Check out today's top analyst calls from around Wall Street, compiled by The Fly.
ARAMARK UPGRADED AT TWO FIRMS: Stifel analyst Shlomo Rosenbaum upgraded Aramark (ARMK) to Buy from Hold after activist fund Mantle Ridge disclosed on Friday night that it has built a 9.8% stake in the shares and a total economic interest of 20% including derivatives. Mantle Ridge CEO Paul Hilal has a track record of success and his involvement "changes the picture materially" for Aramark, argues Rosenbaum, who expects the activist to install a "first-class management team" and increase operational efficiency. He raised his price target on Aramark shares to $49 from $36.
Meanwhile, Nomura Instinet analyst Dan Dolev upgraded Aramark to Buy from Neutral and raised his price target to $50 from $28. Dolev updated his FY19 EPS expectations to $2.27 from $2.26 and his FY20 EPS expectations to $2.55 from $2.43 in a note entitled "O Activist Thanks for Showing Up," a follow up to his March report entitled "O Activist, Where Art Thou?," after Mantle Ridge and its associates disclosed a 20% combined stake in Aramark.
PG&E DOUBLE DOWNGRADED TO SELL AT CITI: Citi analyst Praful Mehta double downgraded PG&E (PCG), to Sell from Buy, after a U.S. Bankruptcy Court judge in San Francisco allowed PG&E to hold on to sole rights to construct a chapter 11 exit plan but also allowed the Tubbs fire to be tried in jury trial in California state court. The Tubbs fire, which could an incremental $15B in total liabilities for PG&E, is "too big" and a jury trial is "too risky," said Mehta, who slashed his price target on PG&E shares to $4 from $33, stating that the difference in target is due to now incorporating $15B of Tubbs wildfire liabilities in his estimates.

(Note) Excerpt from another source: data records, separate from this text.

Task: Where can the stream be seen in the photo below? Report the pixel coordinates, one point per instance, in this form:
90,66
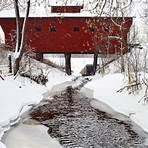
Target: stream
70,119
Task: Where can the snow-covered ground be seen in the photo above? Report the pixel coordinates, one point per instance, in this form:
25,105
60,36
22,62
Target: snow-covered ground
105,90
17,94
34,136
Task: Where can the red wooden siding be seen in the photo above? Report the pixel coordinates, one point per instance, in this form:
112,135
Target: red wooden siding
66,9
72,34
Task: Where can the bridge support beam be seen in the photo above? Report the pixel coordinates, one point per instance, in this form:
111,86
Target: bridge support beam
95,63
68,63
39,56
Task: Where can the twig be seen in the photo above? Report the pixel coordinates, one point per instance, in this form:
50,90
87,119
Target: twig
2,77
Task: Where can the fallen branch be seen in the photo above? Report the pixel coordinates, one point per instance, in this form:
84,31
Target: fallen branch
131,87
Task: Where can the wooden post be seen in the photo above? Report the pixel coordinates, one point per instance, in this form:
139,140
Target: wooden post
95,63
68,63
39,56
10,64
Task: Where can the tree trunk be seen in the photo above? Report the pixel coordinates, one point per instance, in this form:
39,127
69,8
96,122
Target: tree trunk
20,35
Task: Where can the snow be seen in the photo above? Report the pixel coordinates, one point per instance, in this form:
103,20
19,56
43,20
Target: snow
105,90
30,136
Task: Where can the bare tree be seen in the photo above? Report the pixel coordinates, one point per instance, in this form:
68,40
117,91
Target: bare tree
20,35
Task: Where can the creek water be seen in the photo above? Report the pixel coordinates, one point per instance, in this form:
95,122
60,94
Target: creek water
70,119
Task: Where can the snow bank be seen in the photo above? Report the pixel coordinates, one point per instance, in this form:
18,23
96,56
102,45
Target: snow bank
30,136
105,89
17,95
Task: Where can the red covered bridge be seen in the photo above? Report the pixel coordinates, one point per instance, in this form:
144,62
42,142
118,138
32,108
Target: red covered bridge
93,35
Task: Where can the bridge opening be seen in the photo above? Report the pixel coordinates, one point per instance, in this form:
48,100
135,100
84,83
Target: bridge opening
2,36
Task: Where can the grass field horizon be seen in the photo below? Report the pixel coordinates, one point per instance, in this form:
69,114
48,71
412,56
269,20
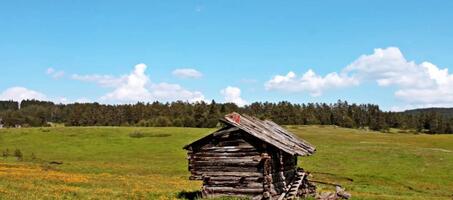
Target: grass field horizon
112,162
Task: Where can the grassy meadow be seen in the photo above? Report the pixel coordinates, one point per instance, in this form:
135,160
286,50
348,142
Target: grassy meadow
117,163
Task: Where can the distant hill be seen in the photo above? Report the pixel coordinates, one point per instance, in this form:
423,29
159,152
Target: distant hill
446,112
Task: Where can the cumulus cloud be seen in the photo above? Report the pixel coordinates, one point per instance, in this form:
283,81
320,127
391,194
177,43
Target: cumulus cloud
21,93
233,95
419,84
310,81
102,80
137,86
187,73
54,73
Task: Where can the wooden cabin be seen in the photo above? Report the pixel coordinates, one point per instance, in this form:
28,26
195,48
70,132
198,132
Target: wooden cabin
248,157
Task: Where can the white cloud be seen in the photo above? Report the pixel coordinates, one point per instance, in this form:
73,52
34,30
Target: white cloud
54,74
419,85
137,86
21,93
187,73
103,80
233,95
310,82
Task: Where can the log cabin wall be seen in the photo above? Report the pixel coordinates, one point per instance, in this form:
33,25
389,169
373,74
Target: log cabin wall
228,164
283,170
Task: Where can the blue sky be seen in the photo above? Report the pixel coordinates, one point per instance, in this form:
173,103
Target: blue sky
392,53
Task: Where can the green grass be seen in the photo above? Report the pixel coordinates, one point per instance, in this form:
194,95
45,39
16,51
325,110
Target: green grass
149,163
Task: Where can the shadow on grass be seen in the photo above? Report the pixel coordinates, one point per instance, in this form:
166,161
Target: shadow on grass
192,195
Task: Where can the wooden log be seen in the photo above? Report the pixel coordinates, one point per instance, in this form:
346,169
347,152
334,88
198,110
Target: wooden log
226,154
234,190
232,174
226,169
241,158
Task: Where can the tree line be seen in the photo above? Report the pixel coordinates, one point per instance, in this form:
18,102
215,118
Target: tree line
35,113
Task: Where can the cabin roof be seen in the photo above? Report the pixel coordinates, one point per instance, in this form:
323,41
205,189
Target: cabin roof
266,131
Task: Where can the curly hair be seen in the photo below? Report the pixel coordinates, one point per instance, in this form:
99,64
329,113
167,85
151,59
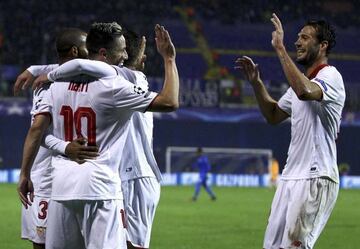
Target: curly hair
102,35
324,32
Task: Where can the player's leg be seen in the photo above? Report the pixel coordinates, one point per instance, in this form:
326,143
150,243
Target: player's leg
142,199
310,205
209,190
34,221
63,231
197,190
102,224
322,199
277,218
38,246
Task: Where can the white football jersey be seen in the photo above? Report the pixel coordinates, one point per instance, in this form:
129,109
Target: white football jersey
41,169
99,111
140,160
314,128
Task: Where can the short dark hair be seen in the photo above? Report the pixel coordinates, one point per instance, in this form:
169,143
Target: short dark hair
324,32
67,38
102,35
133,43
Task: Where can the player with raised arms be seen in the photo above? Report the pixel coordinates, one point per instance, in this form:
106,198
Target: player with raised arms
309,184
100,111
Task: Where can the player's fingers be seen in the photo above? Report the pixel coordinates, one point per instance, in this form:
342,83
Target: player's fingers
275,24
17,85
81,140
31,196
248,60
89,148
91,153
88,156
23,200
27,82
277,20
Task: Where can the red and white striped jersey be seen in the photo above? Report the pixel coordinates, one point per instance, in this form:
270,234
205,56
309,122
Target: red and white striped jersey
99,111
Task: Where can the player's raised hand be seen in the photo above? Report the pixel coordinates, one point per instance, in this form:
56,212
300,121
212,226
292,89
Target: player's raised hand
40,80
163,42
250,70
78,151
141,57
22,81
278,34
26,191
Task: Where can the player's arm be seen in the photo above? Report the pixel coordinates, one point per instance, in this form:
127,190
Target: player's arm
31,147
75,69
168,99
27,77
268,106
76,150
302,86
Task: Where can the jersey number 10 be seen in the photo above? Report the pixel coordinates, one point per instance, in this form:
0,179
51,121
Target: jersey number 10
71,119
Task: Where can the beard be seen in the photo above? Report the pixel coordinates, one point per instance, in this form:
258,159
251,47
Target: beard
310,57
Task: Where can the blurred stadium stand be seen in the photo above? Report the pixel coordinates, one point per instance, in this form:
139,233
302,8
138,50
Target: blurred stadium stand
217,105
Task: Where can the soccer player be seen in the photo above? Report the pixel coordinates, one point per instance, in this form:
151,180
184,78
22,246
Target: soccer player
86,206
309,184
70,44
203,166
139,173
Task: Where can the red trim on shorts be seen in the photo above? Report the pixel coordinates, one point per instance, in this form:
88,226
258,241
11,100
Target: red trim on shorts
45,114
129,242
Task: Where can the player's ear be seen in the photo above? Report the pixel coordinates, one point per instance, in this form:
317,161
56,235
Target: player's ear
324,45
102,53
74,51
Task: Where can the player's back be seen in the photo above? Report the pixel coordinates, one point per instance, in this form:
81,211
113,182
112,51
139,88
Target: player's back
99,111
139,160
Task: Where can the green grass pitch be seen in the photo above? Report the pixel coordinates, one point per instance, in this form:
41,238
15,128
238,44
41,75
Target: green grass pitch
237,219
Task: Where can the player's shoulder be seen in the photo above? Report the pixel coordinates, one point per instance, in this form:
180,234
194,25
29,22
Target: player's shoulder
127,73
330,71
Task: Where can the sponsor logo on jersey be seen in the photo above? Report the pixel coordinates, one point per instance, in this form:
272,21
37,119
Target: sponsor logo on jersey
138,90
40,231
322,83
313,169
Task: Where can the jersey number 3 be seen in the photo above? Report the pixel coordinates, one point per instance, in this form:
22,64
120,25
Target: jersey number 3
71,119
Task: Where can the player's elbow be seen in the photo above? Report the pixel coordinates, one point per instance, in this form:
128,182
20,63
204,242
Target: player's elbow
164,105
303,94
171,106
272,121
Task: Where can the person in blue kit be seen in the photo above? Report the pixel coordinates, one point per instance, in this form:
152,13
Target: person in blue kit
203,166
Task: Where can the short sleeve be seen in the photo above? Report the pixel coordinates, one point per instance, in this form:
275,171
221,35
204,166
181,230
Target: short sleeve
285,101
131,96
45,104
330,82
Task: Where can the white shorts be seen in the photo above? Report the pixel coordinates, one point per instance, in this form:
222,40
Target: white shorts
34,219
299,212
80,224
141,197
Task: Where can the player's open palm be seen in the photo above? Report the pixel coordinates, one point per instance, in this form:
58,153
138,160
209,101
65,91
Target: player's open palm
163,42
22,81
40,80
26,191
278,34
248,68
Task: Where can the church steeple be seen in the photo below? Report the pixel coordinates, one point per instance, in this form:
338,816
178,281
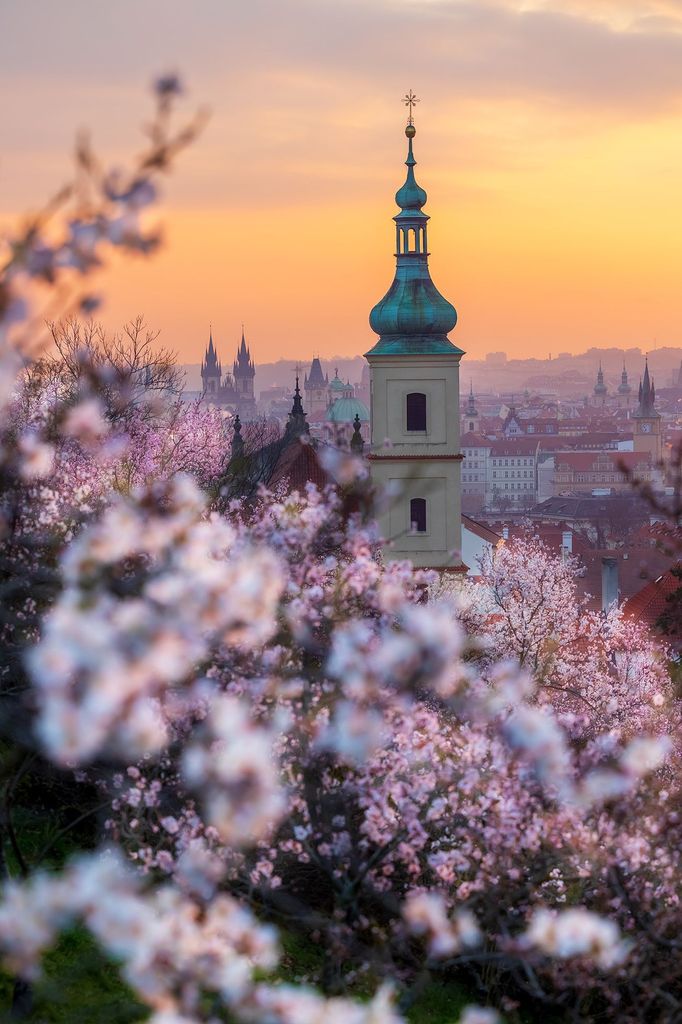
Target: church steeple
297,423
415,454
624,386
244,371
471,407
600,387
413,316
211,369
647,395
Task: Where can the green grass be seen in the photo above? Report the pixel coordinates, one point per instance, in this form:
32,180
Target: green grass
79,986
440,1003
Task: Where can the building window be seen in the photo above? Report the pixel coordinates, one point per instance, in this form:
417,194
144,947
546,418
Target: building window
418,514
416,411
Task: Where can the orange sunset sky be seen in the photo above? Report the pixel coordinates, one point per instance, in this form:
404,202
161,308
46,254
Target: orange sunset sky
549,141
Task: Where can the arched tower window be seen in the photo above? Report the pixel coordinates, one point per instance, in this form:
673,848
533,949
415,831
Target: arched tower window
418,514
416,406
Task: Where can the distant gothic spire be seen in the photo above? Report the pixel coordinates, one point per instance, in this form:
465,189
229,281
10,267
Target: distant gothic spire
244,366
356,442
471,408
624,386
211,369
238,440
647,395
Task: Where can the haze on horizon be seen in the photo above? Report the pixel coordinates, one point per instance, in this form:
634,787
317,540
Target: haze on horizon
549,141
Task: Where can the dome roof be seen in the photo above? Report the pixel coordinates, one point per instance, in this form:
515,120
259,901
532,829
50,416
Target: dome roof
345,410
413,316
412,306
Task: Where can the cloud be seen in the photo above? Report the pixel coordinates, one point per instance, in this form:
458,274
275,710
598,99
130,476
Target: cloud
305,93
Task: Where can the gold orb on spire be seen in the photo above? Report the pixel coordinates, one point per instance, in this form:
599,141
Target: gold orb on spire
410,99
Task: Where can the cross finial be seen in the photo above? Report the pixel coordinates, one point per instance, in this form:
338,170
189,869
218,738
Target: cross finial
410,99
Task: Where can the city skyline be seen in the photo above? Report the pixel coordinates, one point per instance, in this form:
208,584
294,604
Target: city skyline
548,140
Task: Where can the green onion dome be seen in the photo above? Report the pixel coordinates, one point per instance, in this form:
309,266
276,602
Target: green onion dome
413,316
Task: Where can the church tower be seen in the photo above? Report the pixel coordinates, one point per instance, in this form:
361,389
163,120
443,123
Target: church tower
211,369
244,372
415,396
470,413
600,390
625,390
646,421
315,385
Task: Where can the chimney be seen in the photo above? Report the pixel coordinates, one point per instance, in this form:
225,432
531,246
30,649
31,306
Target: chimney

CHEVRON, EXXON INITIATED AT BARCLAYS: Barclays analyst Jeanine Wai initiated Chevron (CVX) with an Overweight rating and $145 price target, citing her view that the company is well positioned to fund its 3-4% five-year growth CAGR guidance while also returning significant free cash flow to shareholders. The stock's discount to Exxon (XOM) shares should invert over the next year as the market becomes comfortable with the sustainability of Chevron's cash return program, contended Wai.
Wai also initiated Exxon Mobil with an Equal Weight rating and $73 price target, stating that while she thinks the company's counter-cyclical investment approach will eventually pay off, it leaves a near-term free cash flow deficit after dividend at lower oil prices.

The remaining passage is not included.